Un equipo con estilo, incluso en la derrota

San Francisco — Tras un abundante almuerzo de dumplings y un paseo desde la parada del autobús 22, pasando por la consulta de mi neurólogo y cruzando la Tercera Avenida hasta el pabellón de las Valkyries de Golden State, el sol brillaba a nuestras espaldas. Fue entonces cuando le confesé a mi amigo que los Chicago Sky eran, en esencia, un equipo de payasos.

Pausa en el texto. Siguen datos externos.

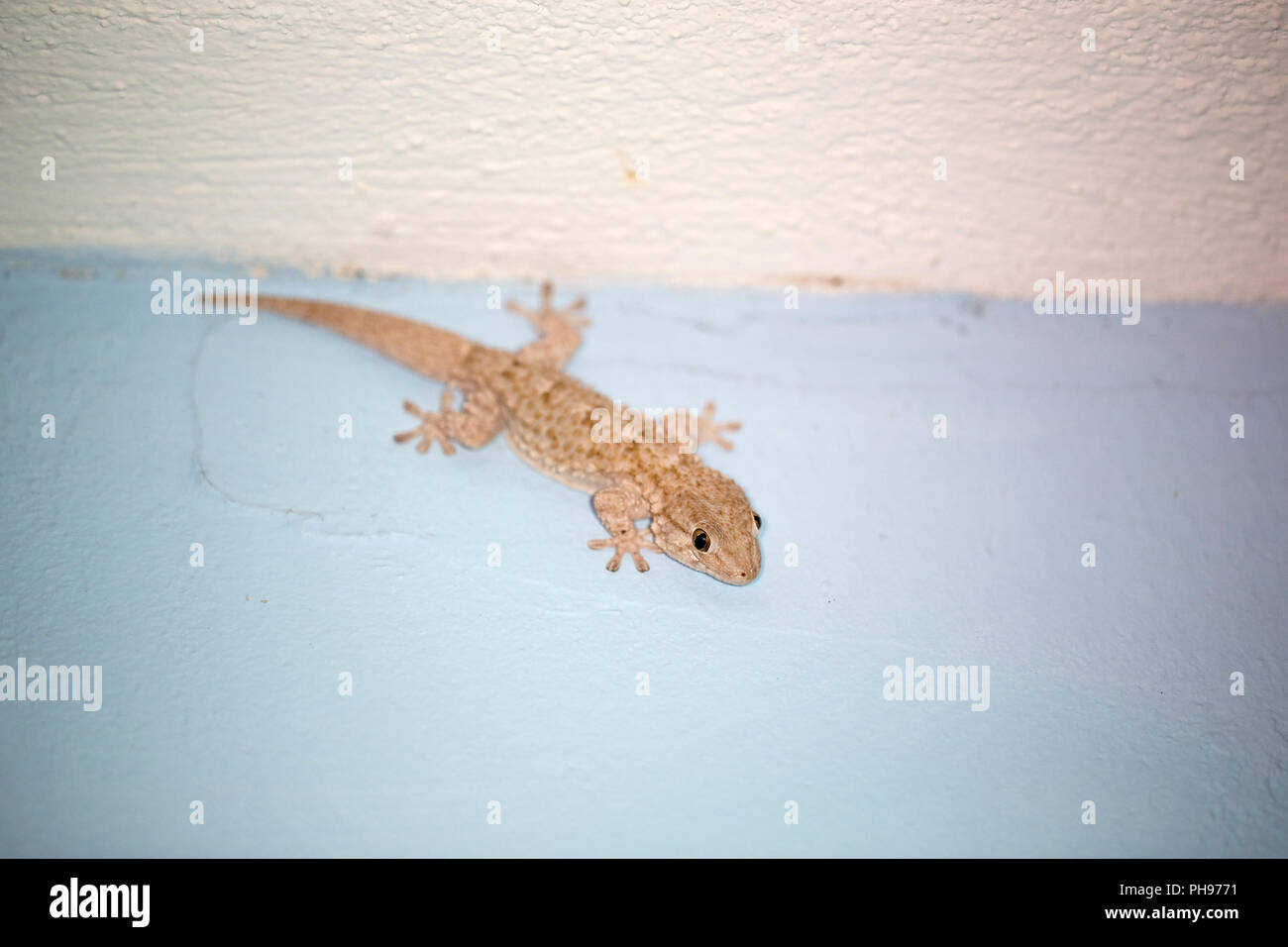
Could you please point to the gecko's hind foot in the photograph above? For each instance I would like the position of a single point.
(433, 425)
(548, 320)
(629, 541)
(706, 429)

No eran rivales serios. Íbamos a arrasar con ellos. Aunque los Sky habían fichado a varias veteranas y habían incorporado a una de las mejores jugadoras de la WNBA, su historial reciente estaba repleto de derrotas ajustadas. Olivia Miles, considerada la mejor promesa universitaria, había fichado por las Minnesota Lynx en lugar de unirse a Chicago. Las dos franquicias de expansión, una de las cuales estaba a punto de lograr su primera victoria en la historia esa misma noche, habían esquilmado a los Sky en intercambios por segundas rondas de draft a cambio de no llevarse a jóvenes promesas que, de todos modos, iban a ser cortadas.

Golden State: más que un equipo con altibajos

¿Había realizado Golden State una maniobra extraña en el draft? Sin duda. Pero merecía el beneficio de la duda. La franquicia californiana es conocida por su inteligencia operativa y su capacidad para gestionar el talento. Mientras repasaba las carencias del equipo en la zona interior y la disparidad de competencias entre las propietarias de la WNBA, mi confianza crecía: mi primera visita a Ballhalla esa temporada iba a ser gloriosa.

El valor de un espectáculo, más allá del resultado

Las Valkyries no son un equipo perfecto, pero su propuesta trasciende lo deportivo. El ambiente en el pabellón, la estrategia de juego y la capacidad para convertir incluso los partidos más ajustados en un show hacen de cada encuentro una experiencia memorable. En un deporte donde los detalles marcan la diferencia, Golden State ha sabido construir una identidad propia.

«En la WNBA, no todo se reduce a ganar. A veces, el espectáculo y la pasión por el baloncesto valen más que un título».

¿Por qué seguir a las Valkyries?

  • Estrategia inteligente: Aunque sus movimientos en el draft generaron dudas, la franquicia ha demostrado capacidad para adaptarse y sorprender.
  • Ambiente único: Ballhalla se ha convertido en un referente de entretenimiento deportivo, donde el baloncesto se vive con intensidad.
  • Identidad propia: A pesar de los altibajos, el equipo ha logrado forjar una personalidad reconocible, alejada de los cánones tradicionales.

Conclusión: el baloncesto como espectáculo

Las Valkyries de Golden State son un ejemplo de cómo el deporte puede ir más allá de los resultados. Su enfoque, su estilo y su capacidad para convertir cada partido en una experiencia única las convierten en un equipo a seguir, incluso en sus peores días. La WNBA necesita más franquicias como esta, capaces de innovar y cautivar al público.